MA: Japanese food. My tongue and stomach were developed on Japanese food culture, so I miss Japanese food when I live abroad. I love sushi, Japanese curry rice, Ramen (noodle). However, my favorite food is raw bacon (haha, that’s an insider’s joke!)
GR: Where was the best meal you have ever had during your travels?
MA: It comes to my mind that I had foie gras steak at the Montparnasse tower in Paris while watching the glittering Eiffel Tower at night. But, I think you can get a very good meal everywhere (expensive ones or cheap ones). It is more important for me with whom I eat than what I eat.
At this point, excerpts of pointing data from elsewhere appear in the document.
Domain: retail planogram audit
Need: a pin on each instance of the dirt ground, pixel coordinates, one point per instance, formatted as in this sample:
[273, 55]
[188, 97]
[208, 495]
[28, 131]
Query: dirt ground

GR: And where was the worst food during your travels?
MA. Boiled sheep’s head in Almaty, Kazakhstan! Giving it to a guest means being an honorable host. But it’s really not appetizing to me even though the taste was good.
GR: What is the strangest or weirdest place you have ever spent a night?
MA: Not so strange, but I stayed at an old castle (hotel) near Mont saint Michel for one night. I felt like I became a king.
GR: Based on all your travel experiences, what is the best tip you can offer to new travellers?
MA. Please take your passport, money and map. Guided tours are easier, but travelling alone is more condusive for thinking, planning, and solving problems not only during trip but also in normal life.
GR: What is the single best lesson you have learned about the world during your travels around the world?
MA: I realised how big the world is! There are so many different people and interesting places. Whom we can meet with and where we can visit are sometimes so restricted. I’d like to love and take care of my old and future friends that I will meet someday. I’d like to visit many countries where I haven’t been and see new aspects of the world.
GR: Do you have any strange, weird, or even bizarre travel rituals which you can share with us?
MA: Not so strange, but sitting for a while, thinking, before leaving home (or a hotel), just as most Russians do.
GR: What is the main focus of your travels?
MA: My main focus is taking photos, visiting museums of fine arts, and making good friends.